Recogió la espada que su primo le devolvía, y devolvió a la vaina.
- Volvemos a estar como al principio. Nadie ha sido. Pero alguien ha sido. Alguien ha intentado matarnos a todos excepto a la vestal.
- Tal vez no -dijo Julián. Llevaba un rato examinando a los animales muertos, y creía que había descubierto algo. Volvió a asegurarse-. Es mentira.
Amelia lo miró con curiosidad. Alonso abrió mucho los ojos.
- Jul...
- No -le interrumpió Julián-: es mentira que alguien haya intentado matarnos a todos. Los corderos y el perro aún están vivos.

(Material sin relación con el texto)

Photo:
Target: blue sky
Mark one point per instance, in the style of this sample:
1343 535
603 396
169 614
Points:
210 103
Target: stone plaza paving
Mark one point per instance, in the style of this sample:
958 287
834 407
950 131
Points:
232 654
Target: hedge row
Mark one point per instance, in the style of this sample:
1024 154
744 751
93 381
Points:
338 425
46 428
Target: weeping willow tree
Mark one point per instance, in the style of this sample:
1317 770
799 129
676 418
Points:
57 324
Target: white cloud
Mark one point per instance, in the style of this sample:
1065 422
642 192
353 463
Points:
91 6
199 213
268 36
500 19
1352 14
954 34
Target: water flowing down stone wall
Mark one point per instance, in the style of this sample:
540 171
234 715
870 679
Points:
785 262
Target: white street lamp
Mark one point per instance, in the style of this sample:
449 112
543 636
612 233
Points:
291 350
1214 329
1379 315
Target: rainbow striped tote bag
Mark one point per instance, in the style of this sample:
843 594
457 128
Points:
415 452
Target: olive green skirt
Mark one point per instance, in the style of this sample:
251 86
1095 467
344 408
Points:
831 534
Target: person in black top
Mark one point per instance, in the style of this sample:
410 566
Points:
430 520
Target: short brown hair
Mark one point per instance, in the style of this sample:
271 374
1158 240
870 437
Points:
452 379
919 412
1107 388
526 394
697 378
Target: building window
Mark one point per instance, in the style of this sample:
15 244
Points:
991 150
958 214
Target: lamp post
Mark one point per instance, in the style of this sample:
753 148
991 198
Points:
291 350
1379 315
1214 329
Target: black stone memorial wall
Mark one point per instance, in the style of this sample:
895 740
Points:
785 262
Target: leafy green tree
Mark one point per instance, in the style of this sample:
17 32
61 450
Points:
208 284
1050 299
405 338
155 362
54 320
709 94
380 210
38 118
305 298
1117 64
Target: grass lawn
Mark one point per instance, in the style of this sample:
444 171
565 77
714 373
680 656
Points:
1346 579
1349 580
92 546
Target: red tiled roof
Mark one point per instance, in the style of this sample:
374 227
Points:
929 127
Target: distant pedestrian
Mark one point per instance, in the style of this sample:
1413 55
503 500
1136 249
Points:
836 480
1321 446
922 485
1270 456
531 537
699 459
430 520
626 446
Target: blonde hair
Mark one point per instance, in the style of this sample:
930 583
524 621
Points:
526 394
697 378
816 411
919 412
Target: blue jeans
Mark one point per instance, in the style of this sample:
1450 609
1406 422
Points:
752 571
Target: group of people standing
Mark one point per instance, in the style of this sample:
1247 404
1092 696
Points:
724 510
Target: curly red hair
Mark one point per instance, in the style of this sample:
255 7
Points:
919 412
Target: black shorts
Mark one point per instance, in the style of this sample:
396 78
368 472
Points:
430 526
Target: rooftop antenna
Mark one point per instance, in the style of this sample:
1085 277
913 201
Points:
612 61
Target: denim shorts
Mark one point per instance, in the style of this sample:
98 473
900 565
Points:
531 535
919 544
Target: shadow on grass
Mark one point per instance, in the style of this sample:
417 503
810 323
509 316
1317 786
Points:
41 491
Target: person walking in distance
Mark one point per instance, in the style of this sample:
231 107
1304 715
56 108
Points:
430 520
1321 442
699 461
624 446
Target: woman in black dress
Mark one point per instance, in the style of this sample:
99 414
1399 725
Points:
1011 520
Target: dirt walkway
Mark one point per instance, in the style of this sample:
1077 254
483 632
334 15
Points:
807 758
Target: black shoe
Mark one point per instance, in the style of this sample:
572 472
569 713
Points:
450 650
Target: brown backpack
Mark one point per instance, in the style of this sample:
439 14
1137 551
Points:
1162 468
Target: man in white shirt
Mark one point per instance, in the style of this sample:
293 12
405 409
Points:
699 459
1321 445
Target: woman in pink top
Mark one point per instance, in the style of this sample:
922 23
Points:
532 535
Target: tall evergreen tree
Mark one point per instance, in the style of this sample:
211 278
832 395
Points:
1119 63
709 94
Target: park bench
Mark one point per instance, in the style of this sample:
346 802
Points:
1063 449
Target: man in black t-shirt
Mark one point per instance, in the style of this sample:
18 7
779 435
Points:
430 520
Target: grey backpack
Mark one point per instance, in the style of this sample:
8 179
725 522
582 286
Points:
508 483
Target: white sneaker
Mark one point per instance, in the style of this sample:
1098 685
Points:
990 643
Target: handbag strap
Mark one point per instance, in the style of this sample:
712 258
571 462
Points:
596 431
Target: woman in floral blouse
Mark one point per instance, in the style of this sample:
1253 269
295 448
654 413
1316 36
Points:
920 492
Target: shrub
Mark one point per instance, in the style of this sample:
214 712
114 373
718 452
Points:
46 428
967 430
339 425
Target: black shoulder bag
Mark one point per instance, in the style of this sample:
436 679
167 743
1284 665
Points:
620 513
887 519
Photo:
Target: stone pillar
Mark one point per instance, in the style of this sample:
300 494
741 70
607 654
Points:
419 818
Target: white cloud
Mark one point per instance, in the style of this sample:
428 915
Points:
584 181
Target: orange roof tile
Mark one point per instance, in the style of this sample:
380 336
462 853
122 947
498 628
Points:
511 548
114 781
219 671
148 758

Todos miraron en derredor, a los animales tendidos en el suelo, inanes. Estaban bastante seguros de que no respiraban.
- Su corazón late exactamente una vez cada minuto. Están prácticamente muertos... pero no están muertos.
- ¡Magia oscura! -murmuró Conan.
En ese momento, se detuvo en la puerta uno de los siervos de la casa:
- Señor, ¿debería hacerle pasar ya?
Su entrada y su frase los cogió a todos por sorpresa.
- ¿A... a quién? -acertó a decir Teodosio.
- Al mensajero de Roma. Llegó justo detrás de su pariente.
Por referencia, miraron a Magno, que se había llevado una mano a la barbilla, pensativo:
- Es verdad que adelantamos en la calzada a un jinete. Parecía estar mirando las herraduras del caballo. Ahora que lo mencionáis, puede que sí llevara los colores del cursus publicus.
- Hazle pasar -dijo Teodosio. El sirviente se marchó inmediatamente, y el señor de la casa empezó a pasear nerviosamente-. Algo me dice que el mensajero está relacionado con esta infamia. El asesino no quería que recibiéramos ese mensaje.
- Es verdad -dijo Numerio. Y desde un par de metros, con gran estruendo, le pegó un tiro a Teodosio.